Unlike Descript, there isn’t any safety check or approval process for using ElevenLabs instant voices. You’re simply asked to upload up to 25 samples of audio under 10MB each, which are then used to create your instant clone. Here’s how it sounds with just the same 45-second script-read I used in the Descript example:
Your browser doesn't support HTML5 audio
It sounds significantly more natural than Descript, and unlike Descript, ElevenLabs provides the ability to fine-tune the output a little with settings sliders for “Stability”, “Similarity”, and “Style Exageration” - each of which can impact the clone’s performance.

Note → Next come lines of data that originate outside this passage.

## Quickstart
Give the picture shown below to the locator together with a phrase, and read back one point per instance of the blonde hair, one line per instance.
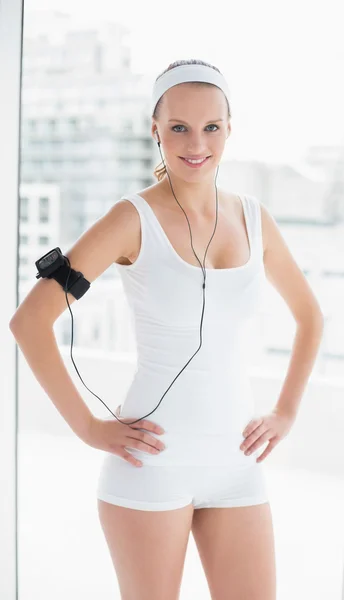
(160, 173)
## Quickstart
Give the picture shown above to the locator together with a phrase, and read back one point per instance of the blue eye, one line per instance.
(211, 125)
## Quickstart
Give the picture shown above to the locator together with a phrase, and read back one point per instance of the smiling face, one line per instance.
(193, 122)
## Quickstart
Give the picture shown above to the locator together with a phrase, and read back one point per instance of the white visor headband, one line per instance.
(184, 74)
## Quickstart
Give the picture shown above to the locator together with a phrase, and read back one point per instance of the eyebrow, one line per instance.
(214, 121)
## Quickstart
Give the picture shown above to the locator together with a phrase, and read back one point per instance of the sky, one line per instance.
(282, 62)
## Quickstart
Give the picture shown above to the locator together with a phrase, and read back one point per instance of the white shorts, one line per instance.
(174, 486)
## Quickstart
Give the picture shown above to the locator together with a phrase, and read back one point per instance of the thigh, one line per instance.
(236, 548)
(147, 549)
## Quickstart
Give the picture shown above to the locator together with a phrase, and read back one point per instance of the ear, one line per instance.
(155, 132)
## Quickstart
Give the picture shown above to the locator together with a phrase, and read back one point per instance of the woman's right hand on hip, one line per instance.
(114, 436)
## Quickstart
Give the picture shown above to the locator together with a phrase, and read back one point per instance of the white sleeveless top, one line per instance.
(207, 407)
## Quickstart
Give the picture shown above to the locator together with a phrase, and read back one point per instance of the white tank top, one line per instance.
(207, 407)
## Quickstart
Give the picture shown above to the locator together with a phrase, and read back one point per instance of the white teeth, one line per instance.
(195, 162)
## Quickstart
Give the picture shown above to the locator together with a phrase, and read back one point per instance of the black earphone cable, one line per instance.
(201, 323)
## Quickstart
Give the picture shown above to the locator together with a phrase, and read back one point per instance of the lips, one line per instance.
(195, 165)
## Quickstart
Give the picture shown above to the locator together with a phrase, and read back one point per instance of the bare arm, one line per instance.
(289, 281)
(32, 323)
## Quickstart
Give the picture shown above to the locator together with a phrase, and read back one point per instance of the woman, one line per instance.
(197, 464)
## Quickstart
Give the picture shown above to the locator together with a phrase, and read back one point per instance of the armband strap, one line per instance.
(77, 283)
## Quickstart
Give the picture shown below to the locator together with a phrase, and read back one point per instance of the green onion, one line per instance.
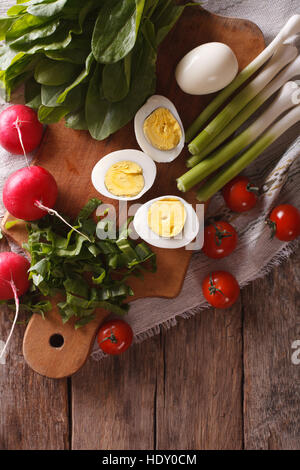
(217, 182)
(282, 57)
(292, 27)
(282, 103)
(291, 71)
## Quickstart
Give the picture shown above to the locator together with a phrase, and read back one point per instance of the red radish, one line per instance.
(13, 269)
(13, 283)
(27, 187)
(20, 129)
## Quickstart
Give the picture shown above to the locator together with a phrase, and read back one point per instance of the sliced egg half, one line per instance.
(159, 130)
(138, 158)
(185, 225)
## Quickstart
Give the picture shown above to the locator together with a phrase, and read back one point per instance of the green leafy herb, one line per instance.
(106, 48)
(87, 274)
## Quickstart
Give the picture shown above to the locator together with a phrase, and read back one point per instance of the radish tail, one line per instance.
(17, 303)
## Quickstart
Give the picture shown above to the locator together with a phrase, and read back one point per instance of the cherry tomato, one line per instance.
(114, 337)
(220, 288)
(220, 239)
(285, 222)
(240, 195)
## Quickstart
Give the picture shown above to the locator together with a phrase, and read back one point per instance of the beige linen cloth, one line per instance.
(277, 171)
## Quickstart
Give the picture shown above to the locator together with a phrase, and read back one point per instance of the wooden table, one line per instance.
(221, 380)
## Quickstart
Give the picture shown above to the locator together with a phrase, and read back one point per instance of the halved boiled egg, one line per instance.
(167, 222)
(159, 130)
(124, 175)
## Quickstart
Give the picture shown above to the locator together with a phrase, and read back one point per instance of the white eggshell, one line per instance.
(101, 167)
(187, 235)
(206, 69)
(161, 156)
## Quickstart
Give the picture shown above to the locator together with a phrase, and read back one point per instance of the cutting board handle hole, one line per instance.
(56, 340)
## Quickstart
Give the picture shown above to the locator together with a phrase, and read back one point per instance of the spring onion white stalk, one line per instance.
(280, 59)
(290, 72)
(291, 28)
(286, 99)
(217, 182)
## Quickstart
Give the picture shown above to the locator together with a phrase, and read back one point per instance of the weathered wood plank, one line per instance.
(113, 401)
(199, 389)
(34, 410)
(272, 382)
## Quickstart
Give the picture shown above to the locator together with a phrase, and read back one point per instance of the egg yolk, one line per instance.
(125, 179)
(166, 217)
(162, 130)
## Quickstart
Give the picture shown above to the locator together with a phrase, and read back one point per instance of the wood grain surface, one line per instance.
(218, 380)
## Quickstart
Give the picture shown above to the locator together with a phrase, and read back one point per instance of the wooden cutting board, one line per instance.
(70, 156)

Combine a little fiddling with those sliders with some extra training data (I used 45 minutes of my publicly available youtube videos), and you get this:
Your browser doesn't support HTML5 audio
The fact that I can generate an instant clone of this quality in just a few minutes based on publicly available audio -without consent- is more than a little frightening. You do have to check a box saying you have the right and consent to clone this voice… but it’s a checkbox…
ElevenLabs also allows you to create “Professional” voice clones using a minimum of ten minutes of training audio, though they say 3 hours is optimal. For these higher quality clones there is a verification process, so you’re limited to only cloning your own voice. I’d say that’s a good thing, because here’s how my professional clone sounds using the same 45 minutes of my publicly available YouTube videos as training data (significantly less than the recommended 180 minutes):
Your browser doesn't support HTML5 audio
Conclusions
So, do AI deepfake voice clones have a place in podcast production?
I think so, yes. Both Descript and ElevenLabs’ solutions have their strengths, and both have the potential to make production faster and easier - while accomplishing feats that wouldn’t be possible without these tools.
Descript is incredibly easy to integrate into a workflow and has the bonus of paying more than lip service to consent and authorization. The quality of the output isn’t as good as ElevenLabs, but works well enough for correcting short bits of audio.
ElevenLabs’ output quality is getting frighteningly realistic, but you can tell the AI doesn’t understand what it’s saying, and the performance suffers as a result. It’s also disconcerting how easy it is to clone any voice without consent.